To prevent cracks, bake the crème brûlée in boiling water and avoid dramatic changes in temperature. Baking it in a dish filled with boiling water encourages it to bake evenly, rather than baking faster from the outside in. When the crème brûlée is done baking, allow it to cool completely at room temperature. This could take up to 2 hours. Then, chill it overnight in the fridge.
Crème brûlée without caramelized sugar can be stored in the fridge for up to 3 days. Crème brûlée with caramelized sugar should be served immediately.
Baking in Grams
All of the recipes on this blog are carefully developed with gram measurements so you can easily recreate them in your own kitchen with success. Volume measurements are extremely inaccurate and leave room for significant errors. Not all measuring cups are made equally, so your one cup of flour will be different from my one cup of flour. By providing precise measurements in grams (aside from minor ingredients, which are given in tsp/tbsp), you can make these recipes accurately and with less cleanup! All you need is this kitchen scale.
If this still isn't enough to convince you, I have provided volume measurements in the recipe card. If you are interested in understanding the conversions, this is the best conversion chart.
But trust me, once you try baking in grams you'll never turn back!
Happy baking! x
Other Valentine's Day desserts to try
If you tried this recipe, I'd love to know how it turned out for you! Leave a star rating & review below and post a picture (or video!) on Instagram and tag me so I can see your bakes! Not ready to make this recipe yet? Click the heart button on the right of your screen to save it for later 🙂
📖 Recipe
Single Serve Crème Brûlée
Ingredients
- 113 g (½ cup) heavy cream
- 18 g (1 ½ tablespoon) granulated sugar, plus more for sprinkling
- pinch of salt
- 1 egg yolk
- ¼ teaspoon vanilla bean paste
Instructions
- Preheat the oven to 300 degrees F.
- Bring a small pot of water to a boil.
- In a small saucepan, heat the heavy cream over low-medium heat and bring to a boil or about 200 degrees F, stirring frequently.

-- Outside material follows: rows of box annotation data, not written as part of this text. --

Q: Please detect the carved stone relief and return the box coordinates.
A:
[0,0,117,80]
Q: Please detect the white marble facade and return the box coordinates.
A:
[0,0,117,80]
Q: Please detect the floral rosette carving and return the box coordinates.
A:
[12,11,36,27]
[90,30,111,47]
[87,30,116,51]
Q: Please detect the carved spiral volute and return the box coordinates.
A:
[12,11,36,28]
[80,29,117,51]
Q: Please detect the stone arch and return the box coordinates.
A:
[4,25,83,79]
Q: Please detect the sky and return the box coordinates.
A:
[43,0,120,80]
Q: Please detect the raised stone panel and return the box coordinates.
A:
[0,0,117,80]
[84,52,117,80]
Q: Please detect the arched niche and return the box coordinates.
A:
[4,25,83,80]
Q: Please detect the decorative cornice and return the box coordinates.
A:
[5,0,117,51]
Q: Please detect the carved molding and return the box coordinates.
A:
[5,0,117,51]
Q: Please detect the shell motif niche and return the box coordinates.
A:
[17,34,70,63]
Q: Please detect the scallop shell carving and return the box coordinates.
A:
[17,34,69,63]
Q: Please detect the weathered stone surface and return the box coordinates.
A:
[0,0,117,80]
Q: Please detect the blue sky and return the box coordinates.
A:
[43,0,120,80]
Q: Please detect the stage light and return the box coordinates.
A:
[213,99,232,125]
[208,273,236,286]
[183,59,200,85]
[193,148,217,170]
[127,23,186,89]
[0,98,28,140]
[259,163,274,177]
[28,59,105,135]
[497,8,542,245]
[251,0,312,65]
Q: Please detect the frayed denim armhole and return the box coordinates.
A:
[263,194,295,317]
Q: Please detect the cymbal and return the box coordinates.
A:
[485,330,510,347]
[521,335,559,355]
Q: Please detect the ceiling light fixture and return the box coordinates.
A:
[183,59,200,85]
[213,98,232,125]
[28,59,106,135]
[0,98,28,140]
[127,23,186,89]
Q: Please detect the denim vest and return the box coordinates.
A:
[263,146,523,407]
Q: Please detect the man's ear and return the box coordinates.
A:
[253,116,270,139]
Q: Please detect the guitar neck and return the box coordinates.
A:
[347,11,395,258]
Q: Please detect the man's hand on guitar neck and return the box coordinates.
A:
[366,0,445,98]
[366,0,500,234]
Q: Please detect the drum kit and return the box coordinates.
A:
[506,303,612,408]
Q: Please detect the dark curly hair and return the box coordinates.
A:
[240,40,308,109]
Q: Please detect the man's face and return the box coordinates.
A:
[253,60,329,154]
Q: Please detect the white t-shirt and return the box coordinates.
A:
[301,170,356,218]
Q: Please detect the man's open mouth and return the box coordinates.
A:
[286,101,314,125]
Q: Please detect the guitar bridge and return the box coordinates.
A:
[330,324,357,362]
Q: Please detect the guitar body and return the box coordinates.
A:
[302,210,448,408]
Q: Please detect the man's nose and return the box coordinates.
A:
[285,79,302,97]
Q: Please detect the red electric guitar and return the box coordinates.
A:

- Meanwhile, in a small bowl, whisk together the sugar, salt, and egg yolk until the sugar dissolves and the mixture flows off of the whisk.
- Temper the egg mixture by very slowly pouring in the heavy cream while whisking vigorously.
- Once all of the heavy cream has been mixed in, add in the vanilla bean paste.
- Pour the custard through a sieve into a mini cocotte or ramekin.
- Pour the boiling water into a 9" or 6" pan, then carefully place the cocotte in the center. The water should reach half way up the cocotte.
- Bake the crème brûlée for about 26-30 minutes or until set but slightly jiggly in the center. Do not let the top turn brown.
- Take the baking dish out of the oven, and remove the cocotte from the water. Allow to cool completely at room temperature for about 2 hours.
- Once cool, place in fridge uncovered to chill for at least 2 hours or overnight.
- Once the crème brûlée is ready to be served, sprinkle an even layer of granulated sugar on top. Use a kitchen torch to caramelize the sugar, and enjoy!
Notes
- Have a pot of boiling water ready. Before you start making this recipe, be sure to bring a pot of water to a boil so it's ready when it's time to bake the crème brûlée.
- Temper the egg mixture. To ensure the egg yolk is not cooked by the hot heavy cream, pour the heavy cream very slowly into the egg mixture while whisking simultaneously.
- Gradually cool the crème brûlée. With any custard it is essential to avoid any dramatic changes in temperature in order to prevent cracks. Once the crème brûlée is done baking, allow it to cool completely at room temperature before chilling the fridge for at least two hours or overnight.
- Wait to brûlée until just before serving. The caramelized sugar will turn liquid in the fridge, so be sure to wait to brûlée the sugar until just before serving.